The Securities and Exchange Board of India is likely to announce a series of changes to the initial public offering framework, to help issuers and boost investor participation.
Among the changes planned are removal of the Rs 4,000-crore (Rs 40-billion) minimum size criterion and an enhanced quota for the so-called anchor investors.
The tweaks to the IPO framework are being planned at a time when a slew of companies are gearing up to hit the market for raising capital.
The announcements, sources indicated, were expected to be made at Sebi’s next board meeting on June 16.
Under the current regulation, a company has to divest at least 25 per cent of its stake if its valuation is below Rs 4,000 crore.

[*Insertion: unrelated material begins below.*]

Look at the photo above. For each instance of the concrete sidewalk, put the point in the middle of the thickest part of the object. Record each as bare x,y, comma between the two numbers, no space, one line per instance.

But large companies -- those with market capitalisation of more than Rs 4,000 crore (Rs 40 billion) -- need to divest only 10 per cent in public issues.
Sebi Chairman U K Sinha on Wednesday said the regulator was reconsidering the rule because it was proving an incentive for companies to artificially beef up their valuations so that they were allowed to sell fewer shares in IPOs.
“A company with a valuation of, say Rs 3,500 crore (Rs 35 billion), ends up issuing more shares.
"So, companies present before Sebi that their value is Rs 4,000 crore (Rs 40 billion) or more.
Such discrimination is creating an anomaly and we are trying to resolve that,” said Sinha, on the sidelines of
Investment bankers said the norm was particularly hurting firms with valuations under Rs 4,000 crore (Rs 40 billion).
Bankers cited the example of local search engine Just Dial, which came out with a Rs 980-crore (Rs 9.8 billion) IPO in May last year.
The company wanted to sell only 10 per cent stake but was forced to sell 25 per cent because its valuation was Rs 200 crore (Rs 2 billion) short of the Rs 4,000-crore mark.
Sebi is also planning to raise anchor investors’ quota in public issues to boost institutional investors’ participation and provide retail ones more comfort.
Anchor investors are those institutions that invest in IPOs days before their opening date and have their investments locked in for a period of 30 days from the date of allotment.
Sebi had introduced the concept of anchor investors in 2009 to encourage investors to commit capital in IPOs even before their opening, so that positive signals could be sent out.
At present, anchor investors can be allotted up to 15 per cent of the shares offered in an issue.
Without specifying the new cap, Sinha said the rise in quota for anchor investors would be carved out from the institutional investors’ share, to ensure the retail investors’ quota wasn’t affected.
In an IPO, 50 per cent shares are meant for institutional investors, while the quota for retail investors is 35 per cent.
The remaining 15 per cent shares are for high-networth individuals.